— Да не бойся, Мэй. Есть дело. Зайди.
Секунду-другую Мэй колебалась, потом бочком вошла в каюту чифа, остановилась на пороге, не закрывая дверь.
— Мэй, — негромко, мягко сказал чиф, кладя кольт на письменный стол. — Ты уже большая и очень неглупая девушка. Я хочу поговорить о твоем будущем. В твои годы надо иметь хоть какие-нибудь документы, жить на берегу, иметь семью... А что с тобой делает кэп?
— Капитан — добрый человек.
— Добрый? Разве? Держит тебя взаперти и полтора года не пускает на берег.
— Меня полиция не выпускает ни в одном порту, — поправила Мэй.
— Вот видишь! А у меня к тебе предложение... Если ты убедишь капитана сменить курс, куда я укажу, у тебя будет много денег и документы. Настоящие, с печатями. Не захочешь — в любой стране, в любом порту куплю тебе вид на жительство. По выбору. Ну, как? Согласна?

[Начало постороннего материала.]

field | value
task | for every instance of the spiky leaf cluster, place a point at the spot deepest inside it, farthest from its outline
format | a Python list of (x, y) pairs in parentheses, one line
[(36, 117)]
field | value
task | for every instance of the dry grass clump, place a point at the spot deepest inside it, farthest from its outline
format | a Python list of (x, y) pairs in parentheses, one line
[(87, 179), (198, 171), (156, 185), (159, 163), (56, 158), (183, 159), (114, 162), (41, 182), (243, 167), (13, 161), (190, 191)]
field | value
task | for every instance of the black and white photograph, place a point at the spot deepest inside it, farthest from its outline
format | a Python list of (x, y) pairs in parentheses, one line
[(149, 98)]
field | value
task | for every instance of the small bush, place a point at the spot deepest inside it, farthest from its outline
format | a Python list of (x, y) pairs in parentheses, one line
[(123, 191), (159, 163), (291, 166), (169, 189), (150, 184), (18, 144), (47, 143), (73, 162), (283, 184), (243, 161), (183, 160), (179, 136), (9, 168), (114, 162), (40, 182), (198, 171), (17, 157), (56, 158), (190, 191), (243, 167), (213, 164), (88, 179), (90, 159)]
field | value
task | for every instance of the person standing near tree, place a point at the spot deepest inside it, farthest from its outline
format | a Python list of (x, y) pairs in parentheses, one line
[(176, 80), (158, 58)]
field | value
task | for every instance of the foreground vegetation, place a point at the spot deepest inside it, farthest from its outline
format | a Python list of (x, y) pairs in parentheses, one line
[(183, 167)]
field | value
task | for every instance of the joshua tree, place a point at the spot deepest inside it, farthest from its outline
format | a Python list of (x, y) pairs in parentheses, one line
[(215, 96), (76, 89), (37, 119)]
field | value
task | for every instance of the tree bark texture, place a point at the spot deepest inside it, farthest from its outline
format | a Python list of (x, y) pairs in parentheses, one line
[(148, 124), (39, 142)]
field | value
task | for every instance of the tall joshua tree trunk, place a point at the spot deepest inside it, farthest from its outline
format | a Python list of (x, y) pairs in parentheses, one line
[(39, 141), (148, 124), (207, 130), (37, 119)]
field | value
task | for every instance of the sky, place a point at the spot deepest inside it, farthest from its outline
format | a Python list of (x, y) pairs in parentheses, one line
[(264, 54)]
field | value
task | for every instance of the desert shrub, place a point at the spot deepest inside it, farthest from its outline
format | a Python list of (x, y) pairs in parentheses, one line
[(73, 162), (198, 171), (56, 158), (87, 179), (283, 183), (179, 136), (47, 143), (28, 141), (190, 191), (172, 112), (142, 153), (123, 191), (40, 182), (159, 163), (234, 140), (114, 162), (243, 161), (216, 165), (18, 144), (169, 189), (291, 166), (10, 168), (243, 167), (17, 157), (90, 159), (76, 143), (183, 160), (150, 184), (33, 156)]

Мэй колебалась. Предложение было очень заманчиво.
— Я не обманываю, Мэй.
— Сейчас поговорить с капитаном?
— Нет, моя умница. После того, как погрузимся в Парамари. Обдумай хорошенько, как преподнести нашу просьбу капитану.
Мэй кивнула и ушла.
Чиф закрыл за ней двери, спрятал кольт в ящик письменного стола, сел, закурил. Он прикидывал, правильно ли поступил, заговорив с Мэй о деле до захода в Парамари. Конечно, рискованно, но, в случае чего, можно убедить капитана, что Мэй не так поняла. Убеждать придется запасным вариантом.
В досмотровом зале недавно делали ремонт, привезли новое оборудование, поэтому наши столы находились впритык друг к другу.

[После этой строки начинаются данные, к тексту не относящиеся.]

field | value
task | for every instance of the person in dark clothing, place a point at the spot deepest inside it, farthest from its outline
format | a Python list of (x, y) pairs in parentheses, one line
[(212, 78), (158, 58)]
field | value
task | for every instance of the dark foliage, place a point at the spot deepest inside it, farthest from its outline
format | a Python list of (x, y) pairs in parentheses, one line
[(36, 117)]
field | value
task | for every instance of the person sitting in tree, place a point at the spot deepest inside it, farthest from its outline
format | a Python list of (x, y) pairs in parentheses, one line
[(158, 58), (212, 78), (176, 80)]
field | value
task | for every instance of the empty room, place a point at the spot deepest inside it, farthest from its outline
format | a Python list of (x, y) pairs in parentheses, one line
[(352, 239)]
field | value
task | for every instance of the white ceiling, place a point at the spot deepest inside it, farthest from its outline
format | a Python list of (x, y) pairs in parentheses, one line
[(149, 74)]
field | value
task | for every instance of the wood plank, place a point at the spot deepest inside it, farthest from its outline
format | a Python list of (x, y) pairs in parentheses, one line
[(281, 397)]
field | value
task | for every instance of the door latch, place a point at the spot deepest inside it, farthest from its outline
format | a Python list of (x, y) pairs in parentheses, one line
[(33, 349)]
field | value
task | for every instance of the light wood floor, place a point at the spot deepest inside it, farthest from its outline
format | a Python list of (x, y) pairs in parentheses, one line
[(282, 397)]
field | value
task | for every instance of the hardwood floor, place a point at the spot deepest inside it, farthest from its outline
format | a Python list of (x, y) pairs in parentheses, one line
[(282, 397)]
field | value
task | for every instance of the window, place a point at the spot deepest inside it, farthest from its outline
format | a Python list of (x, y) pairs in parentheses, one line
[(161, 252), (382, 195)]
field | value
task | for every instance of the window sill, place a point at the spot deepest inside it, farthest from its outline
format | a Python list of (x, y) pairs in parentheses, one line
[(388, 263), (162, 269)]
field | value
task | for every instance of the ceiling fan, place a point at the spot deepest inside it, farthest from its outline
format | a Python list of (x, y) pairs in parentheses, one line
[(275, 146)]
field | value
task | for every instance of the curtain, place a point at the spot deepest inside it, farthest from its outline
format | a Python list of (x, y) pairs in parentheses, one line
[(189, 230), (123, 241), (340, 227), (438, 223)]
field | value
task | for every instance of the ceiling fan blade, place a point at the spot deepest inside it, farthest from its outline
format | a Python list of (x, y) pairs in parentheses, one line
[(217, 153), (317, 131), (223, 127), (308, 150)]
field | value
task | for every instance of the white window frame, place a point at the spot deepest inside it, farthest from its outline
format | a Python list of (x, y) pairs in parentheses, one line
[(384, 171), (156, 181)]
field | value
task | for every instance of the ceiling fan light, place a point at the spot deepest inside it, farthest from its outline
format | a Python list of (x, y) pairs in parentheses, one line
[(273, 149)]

Я стоял на своем месте, смотрел, как старший смены Женя Стенько, изрядно пополневший в последнее время благодаря заботам жены, работает на досмотре.

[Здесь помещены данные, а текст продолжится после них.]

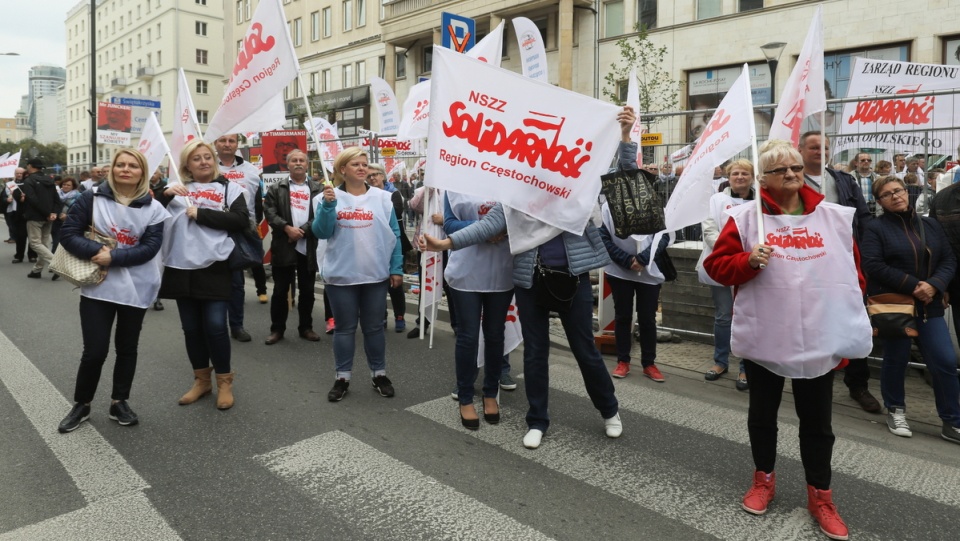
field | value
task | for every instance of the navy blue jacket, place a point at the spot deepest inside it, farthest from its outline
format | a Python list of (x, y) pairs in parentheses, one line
[(891, 259)]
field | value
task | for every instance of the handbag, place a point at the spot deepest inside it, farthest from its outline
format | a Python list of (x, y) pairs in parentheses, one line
[(82, 272), (554, 289), (634, 204)]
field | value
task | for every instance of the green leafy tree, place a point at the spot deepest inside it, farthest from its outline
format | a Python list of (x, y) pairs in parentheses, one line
[(658, 91)]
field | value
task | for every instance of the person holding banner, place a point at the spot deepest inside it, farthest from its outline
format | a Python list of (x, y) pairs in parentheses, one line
[(197, 275), (121, 208), (798, 313), (362, 260)]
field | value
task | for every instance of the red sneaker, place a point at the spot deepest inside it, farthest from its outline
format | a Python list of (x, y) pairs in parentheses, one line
[(621, 370), (820, 505), (653, 373), (761, 493)]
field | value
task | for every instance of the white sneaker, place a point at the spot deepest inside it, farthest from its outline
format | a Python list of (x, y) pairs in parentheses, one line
[(532, 439), (613, 426), (897, 422)]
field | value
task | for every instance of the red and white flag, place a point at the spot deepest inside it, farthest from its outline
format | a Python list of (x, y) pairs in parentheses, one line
[(185, 125), (804, 94), (730, 130), (265, 65)]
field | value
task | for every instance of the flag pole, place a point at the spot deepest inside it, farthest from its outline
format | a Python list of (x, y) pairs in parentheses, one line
[(313, 127)]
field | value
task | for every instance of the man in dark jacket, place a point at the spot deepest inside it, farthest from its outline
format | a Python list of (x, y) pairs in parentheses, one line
[(41, 206), (293, 247), (840, 188)]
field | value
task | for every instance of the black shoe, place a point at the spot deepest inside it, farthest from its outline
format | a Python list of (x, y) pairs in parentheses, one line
[(383, 386), (339, 390), (240, 334), (122, 414), (77, 415)]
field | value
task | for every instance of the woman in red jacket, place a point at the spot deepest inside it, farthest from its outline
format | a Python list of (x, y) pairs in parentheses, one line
[(797, 314)]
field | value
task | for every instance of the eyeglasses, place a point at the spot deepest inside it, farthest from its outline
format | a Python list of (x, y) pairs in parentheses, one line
[(783, 170), (895, 193)]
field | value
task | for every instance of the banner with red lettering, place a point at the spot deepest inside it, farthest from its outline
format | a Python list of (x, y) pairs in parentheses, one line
[(265, 65), (803, 95), (726, 134), (541, 149)]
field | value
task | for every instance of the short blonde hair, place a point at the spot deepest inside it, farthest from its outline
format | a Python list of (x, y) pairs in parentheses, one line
[(188, 150)]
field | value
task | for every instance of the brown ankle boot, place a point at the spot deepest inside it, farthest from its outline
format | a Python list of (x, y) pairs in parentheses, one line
[(201, 386), (225, 391)]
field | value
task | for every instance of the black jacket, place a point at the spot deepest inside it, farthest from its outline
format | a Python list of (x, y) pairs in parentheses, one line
[(42, 198)]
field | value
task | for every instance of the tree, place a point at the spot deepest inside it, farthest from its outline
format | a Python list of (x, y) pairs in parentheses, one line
[(658, 90)]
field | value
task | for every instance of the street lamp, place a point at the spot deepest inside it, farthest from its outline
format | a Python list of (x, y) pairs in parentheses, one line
[(772, 52)]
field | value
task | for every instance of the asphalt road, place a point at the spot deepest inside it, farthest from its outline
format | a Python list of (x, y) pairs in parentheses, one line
[(286, 464)]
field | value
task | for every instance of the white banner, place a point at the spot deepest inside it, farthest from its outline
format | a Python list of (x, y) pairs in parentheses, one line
[(152, 144), (8, 165), (533, 55), (387, 106), (727, 133), (540, 148), (265, 65), (803, 95)]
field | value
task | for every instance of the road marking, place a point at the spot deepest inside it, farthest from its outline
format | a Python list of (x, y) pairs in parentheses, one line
[(898, 471), (384, 497), (104, 478), (685, 495)]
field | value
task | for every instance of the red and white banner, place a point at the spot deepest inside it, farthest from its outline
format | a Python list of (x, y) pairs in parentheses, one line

Из созерцательного состояния меня вывел носильщик, подвезший очередную порцию багажа. Отвернувшись, я подавил зевок.
— Зеваешь? — негромко спросил расположившийся за соседним столиком Никитин. — Не выспался?
— Кто зевает днем, — парировал я, — тот не зевает ночью.
Никитин головой лишь покачал. Не одобрял, значит.
Я посмотрел на паспорт, протянутый холеной рукой мне через стол, на его владельца — чопорного англичанина средних лет с аккуратно подстриженными усиками. Изучив декларацию, попросил:
— Саквояж откройте, пожалуйста!
Англичанин повиновался.
Мой наметанный глаз сразу увидел несоответствие таможенным правилам.
— Четыре бутылки водки нельзя. Превышение нормы.
— Но... понимаете... Я всем купил подарки, — стал оправдываться англичанин. — Балалайка — начальнику. Матрешку — детям. Жене — самовар. Одну бутылку себе, вторую — брату, третью — другу. Четвертую себе про запас. Я вас прошу!
— К сожалению, нельзя.
— Я вас очень, очень прошу!
— Нельзя!
— Сделайте исключение!
Я развел руками.
Англичанин со вздохом взял злополучную бутылку, повертел в руках, поставил на маленький столик у моего колена.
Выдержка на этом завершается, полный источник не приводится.